On Thursday, the United States extended its condolences to India for their soldiers killed in action in a clash with the Chinese army on the Himalayan border at Galwan Valley.
The US Secretary of State Mike Pompeo said in a tweet a while after meeting with top Chinese diplomacy Yang Jiechi, “We extend our deepest condolences to the people of India for the lives lost as a result of the recent confrontation with China.”
He further said, “We will remember the soldiers’ families, loved ones, and communities as they grieve.” Also Read– Modi responds to the clash with China at the Himalayan border
Just a day earlier, the White House stated President Donald Trump was informed of the tense clashes between the Indian and Chinese troops in Galwan Valley.The clash between the two countries has intensified the already fierce border standoff. As a result of the clash, 20 Indian soldiers including one colonel, were killed.
“The president is aware of it. We’re monitoring the situation between Indian and Chinese forces along the Line of Actual Control in eastern Ladakh,” said White House Press Secretary Kayleigh McEnany.
“We have seen the Indian Army statement that 20 Indian soldiers died as a result of the confrontation, and we extend our deepest condolences on that,” she further added.

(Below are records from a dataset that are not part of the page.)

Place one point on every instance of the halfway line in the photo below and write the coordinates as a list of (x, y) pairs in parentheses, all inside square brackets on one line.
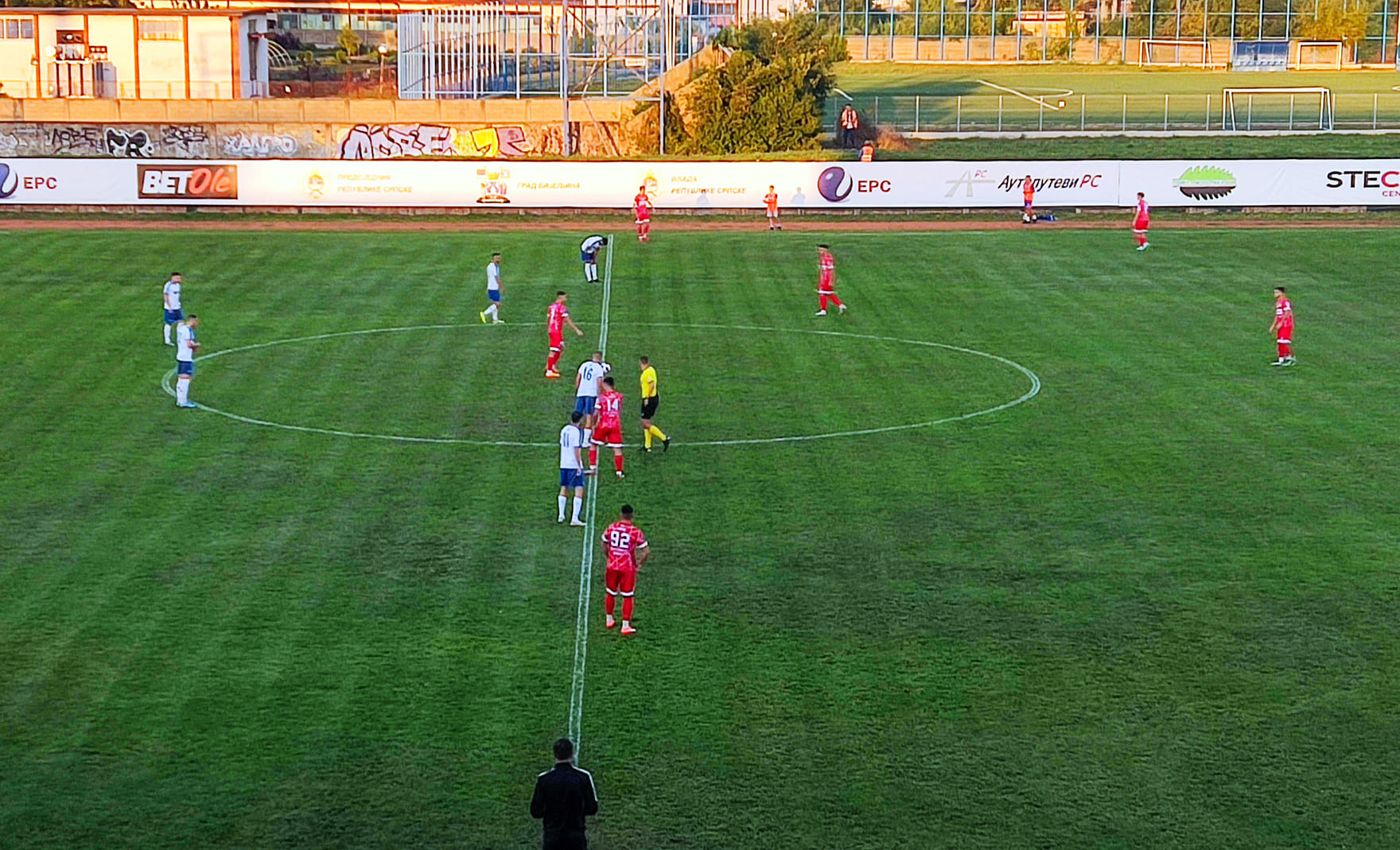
[(585, 563)]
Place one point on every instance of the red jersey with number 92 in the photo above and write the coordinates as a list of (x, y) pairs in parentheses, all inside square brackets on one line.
[(622, 539)]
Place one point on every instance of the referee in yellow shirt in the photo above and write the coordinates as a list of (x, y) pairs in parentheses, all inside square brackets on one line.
[(648, 406)]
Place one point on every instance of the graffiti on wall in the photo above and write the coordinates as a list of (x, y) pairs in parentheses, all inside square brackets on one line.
[(290, 140), (394, 142), (251, 145)]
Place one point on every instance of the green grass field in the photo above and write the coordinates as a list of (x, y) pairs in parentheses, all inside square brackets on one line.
[(958, 99), (1153, 607)]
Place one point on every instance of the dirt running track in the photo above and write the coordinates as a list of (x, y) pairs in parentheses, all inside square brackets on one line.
[(499, 223)]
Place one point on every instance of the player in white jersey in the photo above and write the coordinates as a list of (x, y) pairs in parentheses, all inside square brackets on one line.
[(589, 251), (493, 290), (571, 467), (173, 310), (585, 386), (185, 349)]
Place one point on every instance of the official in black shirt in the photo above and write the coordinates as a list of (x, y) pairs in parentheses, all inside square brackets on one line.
[(563, 797)]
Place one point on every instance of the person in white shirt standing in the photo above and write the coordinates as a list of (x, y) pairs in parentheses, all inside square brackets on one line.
[(589, 252), (185, 349), (571, 467), (493, 290), (173, 309)]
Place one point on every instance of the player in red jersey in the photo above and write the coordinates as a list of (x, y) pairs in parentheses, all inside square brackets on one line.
[(608, 426), (641, 206), (1283, 328), (626, 549), (826, 281), (558, 318), (1141, 219)]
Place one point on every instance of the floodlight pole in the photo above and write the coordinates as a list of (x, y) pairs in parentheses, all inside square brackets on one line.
[(661, 83), (563, 69)]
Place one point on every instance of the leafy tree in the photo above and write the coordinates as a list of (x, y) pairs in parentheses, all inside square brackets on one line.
[(769, 95), (1332, 20), (349, 41)]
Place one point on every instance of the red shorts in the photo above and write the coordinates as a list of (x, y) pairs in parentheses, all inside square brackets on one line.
[(620, 581), (608, 434)]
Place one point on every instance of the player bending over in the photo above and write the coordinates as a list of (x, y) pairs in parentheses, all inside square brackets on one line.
[(641, 206), (1141, 220), (628, 551), (826, 281), (589, 255), (648, 408), (185, 349), (558, 318), (169, 293), (493, 290), (1283, 328), (571, 467), (608, 432)]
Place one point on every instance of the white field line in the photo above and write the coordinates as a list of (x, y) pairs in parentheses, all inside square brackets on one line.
[(1032, 99), (585, 562), (1028, 395)]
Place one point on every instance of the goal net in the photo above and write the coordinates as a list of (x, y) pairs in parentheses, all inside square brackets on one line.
[(1318, 56), (1302, 108), (1173, 52)]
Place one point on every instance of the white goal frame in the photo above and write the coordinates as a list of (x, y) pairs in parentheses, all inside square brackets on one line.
[(1147, 44), (1326, 105), (1318, 66)]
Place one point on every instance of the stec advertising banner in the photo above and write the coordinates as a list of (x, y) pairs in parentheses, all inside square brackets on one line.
[(698, 185)]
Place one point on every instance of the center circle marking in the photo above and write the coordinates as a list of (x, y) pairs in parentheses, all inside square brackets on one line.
[(1026, 397)]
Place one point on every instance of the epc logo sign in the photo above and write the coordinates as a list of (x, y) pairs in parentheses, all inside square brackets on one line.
[(9, 181), (836, 185)]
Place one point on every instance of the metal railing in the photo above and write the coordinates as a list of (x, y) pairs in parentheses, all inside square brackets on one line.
[(1108, 112)]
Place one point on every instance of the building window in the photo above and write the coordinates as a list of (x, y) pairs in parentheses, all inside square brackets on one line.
[(161, 29), (16, 29)]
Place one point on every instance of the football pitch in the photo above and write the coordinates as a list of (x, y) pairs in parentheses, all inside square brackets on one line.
[(1154, 604)]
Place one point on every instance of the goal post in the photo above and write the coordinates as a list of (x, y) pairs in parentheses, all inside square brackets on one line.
[(1173, 52), (1318, 56), (1305, 107)]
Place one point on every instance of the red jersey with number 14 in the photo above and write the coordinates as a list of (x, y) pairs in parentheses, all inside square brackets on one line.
[(558, 312), (609, 409), (622, 541)]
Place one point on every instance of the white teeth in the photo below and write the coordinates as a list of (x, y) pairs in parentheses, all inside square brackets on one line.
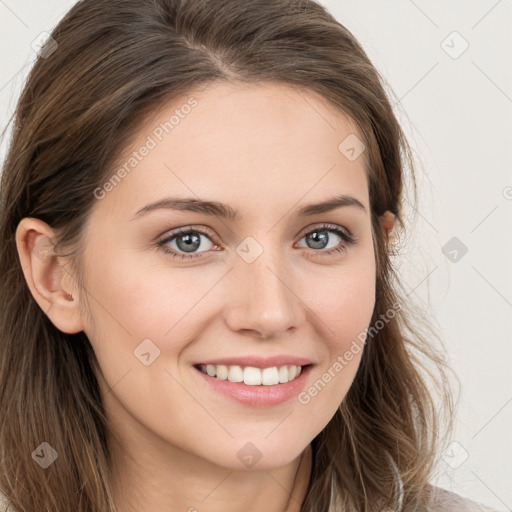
[(235, 374), (252, 376)]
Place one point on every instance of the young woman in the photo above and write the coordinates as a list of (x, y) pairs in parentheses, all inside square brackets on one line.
[(199, 307)]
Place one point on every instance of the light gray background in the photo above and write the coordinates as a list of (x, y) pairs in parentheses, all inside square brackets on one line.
[(457, 113)]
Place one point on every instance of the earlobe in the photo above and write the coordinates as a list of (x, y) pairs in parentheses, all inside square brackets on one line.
[(47, 277), (387, 222)]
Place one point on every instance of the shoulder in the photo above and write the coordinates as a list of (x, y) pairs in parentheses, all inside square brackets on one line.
[(442, 500)]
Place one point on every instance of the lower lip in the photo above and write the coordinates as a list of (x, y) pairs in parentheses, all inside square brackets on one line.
[(258, 396)]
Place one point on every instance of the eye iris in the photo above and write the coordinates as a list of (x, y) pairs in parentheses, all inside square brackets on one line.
[(191, 242), (319, 235)]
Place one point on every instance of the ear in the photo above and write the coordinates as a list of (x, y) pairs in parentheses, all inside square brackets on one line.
[(47, 275), (387, 223)]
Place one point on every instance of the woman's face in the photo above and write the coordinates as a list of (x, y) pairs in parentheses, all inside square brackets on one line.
[(267, 283)]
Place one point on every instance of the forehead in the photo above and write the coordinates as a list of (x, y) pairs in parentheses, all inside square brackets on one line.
[(265, 142)]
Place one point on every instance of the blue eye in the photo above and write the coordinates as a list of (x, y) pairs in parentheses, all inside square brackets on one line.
[(187, 241)]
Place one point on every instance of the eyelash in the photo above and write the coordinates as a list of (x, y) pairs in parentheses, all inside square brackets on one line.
[(347, 238)]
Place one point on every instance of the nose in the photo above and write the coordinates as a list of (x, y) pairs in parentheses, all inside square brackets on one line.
[(262, 300)]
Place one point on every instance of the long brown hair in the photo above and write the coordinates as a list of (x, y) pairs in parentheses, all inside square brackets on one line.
[(113, 64)]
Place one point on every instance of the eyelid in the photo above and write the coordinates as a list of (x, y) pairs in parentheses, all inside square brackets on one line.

No formal plans in place to resolve dispute between India and China
Mc Enany emphasized that in the meantime no plans are set to deescalate the situation. “No formal plans on that beyond what I already said in expressing our absolute condolences to the Indian soldiers that died as a result of today’s confrontation. We extend our deepest condolences there,” she said.
Moreover McEnany stated, “I would note just that during the phone call on June 2 of this year that President (Donald) Trump had with Prime Minister (Narendra) Modi, they did discuss the situation on the India-China border.”
For the last few days, both countries are having talks to defuse the situation.